The Pertussis Epidemic and the Anti-Vaccination Movement
By Shannon Des Roc... on October 15, 2010
BlogHer Original Post
Have your kids brought home as many pertussis (whooping cough) booster information sheets and exposure notices as mine have this school year? These notices, the fact that we're in the middle of a whooping cough epidemic shocks me -- because whooping cough is only supposed to exist in books from other eras, such as Ballet Shoes. Also, like you, I have no real-world experience with pertussis in my family or community, due to the success of our national vaccination program. Whooping cough isn't supposed to happen, not anymore.
These notices should shock you, too -- into action, into calling your pediatrician to make sure your kids are up-to-date on their pertussis vaccinations; into calling your own doctor to make sure you're up-to-date, and getting a Tdap booster if you need it. In other words, into taking pertussis seriously.
Why are we seeing the worst pertussis epidemic in 55 years? Why, in California alone, have nine babies died from pertussis while hundreds more are critically ill? Health officials say it is partially due to the cyclical nature of pertussis. But they also say it's due to parents' autism-related fears about vaccinating their kids, as NPR reported this week. Though theories on vaccine-autism causation have been repeatedly dismissed, mercury-causes-autism organizations such as Generation Rescue are still pushing vaccine theories (if you want to see how vehemently the anti-vaccination movement continues to defend its misinformation, check out the 440+ comments on my recent article Why My Child With Autism Is Fully Vaccinated*).
These vaccine fears, and the actions parents take on behalf of them -- such as signing philosophical vaccine exemptions -- have a real and deadly effect on public health. As reported by KQED's Gabriela Quirós, "... in states where getting an exemption is easy, such as in California, the rate of whooping cough was at least 50 percent higher than in states that made it more difficult for parents to opt out."** (If you are in California, you can see the personal exemption rates for your child's school at: http://www.baycitizen.org/local/counties/immunizations/ -- note only schools with kindergarten students are included.)
This is why California is considering cutting back its immunization exemptions. And this is why California will mandate pertussis vaccinations in all middle schoolers, starting July 2011, an action that pleases the anti-vaccination movement not at all.
The parent in this video demonstrate how the anti-vaccination movement stokes viewers' righteous indignation -- she is complaining that she doesn't want her kid being "collateral damage" for other kids' health -- but she has already been accommodated, she had the right to take a personal exemption, whereas the children exposed to pertussis via their unvaccinated peers have been given no such choice. Yes, her child would have stay home during outbreaks -- that is the only safe option for any child exempt from immunization, whether for medical or philosophical reasons.
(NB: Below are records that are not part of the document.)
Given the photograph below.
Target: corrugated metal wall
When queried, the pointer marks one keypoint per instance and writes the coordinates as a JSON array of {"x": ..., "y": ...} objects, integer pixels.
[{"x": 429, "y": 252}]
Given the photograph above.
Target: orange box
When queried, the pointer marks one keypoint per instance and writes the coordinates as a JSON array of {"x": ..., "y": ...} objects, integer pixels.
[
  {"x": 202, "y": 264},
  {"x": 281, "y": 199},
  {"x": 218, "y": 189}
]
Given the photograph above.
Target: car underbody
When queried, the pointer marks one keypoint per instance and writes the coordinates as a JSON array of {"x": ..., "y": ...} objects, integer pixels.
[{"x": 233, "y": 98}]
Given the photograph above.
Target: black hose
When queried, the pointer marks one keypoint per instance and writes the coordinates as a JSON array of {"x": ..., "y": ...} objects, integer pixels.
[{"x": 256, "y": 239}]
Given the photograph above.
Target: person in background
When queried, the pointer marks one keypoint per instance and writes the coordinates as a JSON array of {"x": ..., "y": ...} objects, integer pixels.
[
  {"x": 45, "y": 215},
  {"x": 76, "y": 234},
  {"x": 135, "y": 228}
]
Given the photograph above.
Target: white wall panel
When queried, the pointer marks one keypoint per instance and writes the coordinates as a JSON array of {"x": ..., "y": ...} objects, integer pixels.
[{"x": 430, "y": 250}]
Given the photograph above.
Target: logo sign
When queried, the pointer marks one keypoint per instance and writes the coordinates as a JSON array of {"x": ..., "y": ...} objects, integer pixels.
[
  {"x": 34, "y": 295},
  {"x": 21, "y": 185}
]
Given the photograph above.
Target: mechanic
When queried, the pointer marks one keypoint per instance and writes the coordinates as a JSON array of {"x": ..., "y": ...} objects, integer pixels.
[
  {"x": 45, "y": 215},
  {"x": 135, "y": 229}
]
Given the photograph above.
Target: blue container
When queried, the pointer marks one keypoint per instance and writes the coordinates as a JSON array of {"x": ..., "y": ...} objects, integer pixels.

Besides, who has ever heard anecdotes about middle schoolers regressing into autism? Her claims are rooted in absurdity. I also suspect that, if she had any exposure to vaccine-preventable disease victims, she might reconsider her message.
I recently participated in a pertussis education conference call, arranged by the vaccination education non-profit agency Every Child by Two (www.ecbt.org). The participants included Dr. Ari Brown, pediatrician and author of Baby 411, spokesperson for American Academy of Pediatrics, and medical advisor to Parent magazine, and Danielle Romaguera, mother of infant pertussis victim Gabrielle "Brie" Romaguera. We talked about what pertussis is, how frequently it is mistaken for other illnesses, what its symptoms are, and why it's so important for everyone who can -- not just children -- to get a pertussis booster to protect the vulnerable, especially infants too young for vaccinations. We also listened as Danielle Romaguera told us about the heartbreak of her daugher Brie's delayed pertussis diagnosis, prolonged suffering, and eventual death from pertussis complications. Unfortunately, stories like Brie's are becoming more common. (You can read the complete transcript of our conference call at the original version of this post on my blog.)
So, what can you do to keep your kids and all our kids safe, and help prevent more infant deaths? Again, you can check with your and your kids' doctors. If your kids are up-to-date on their vaccine schedules, they should have received their pertussis vaccinations at their five and ten-year checkups. Adults who have had a tetanus vaccination since 2005 are covered as well. And you don't need to go to your doctor to get the Tdap -- most local pharmacies carry it.
Now that you know how to take action, please do so. Please help protect the health of all of our kids -- especially children with compromised immune systems or who for other reasons can't be vaccinated, and infants too young for pertussis vaccinations. They're relying on you.
*Why My Child With Autism Is Fully Vaccinated was originally published on The Thinking Person's Guide to Autism, and is an update of my 2009 BlogHer article My Child Has Autism And I Vaccinate.
**Disclosure: Gabriela Quirós is a co-worker of my husband's, but he was not involved with her article, not in any way.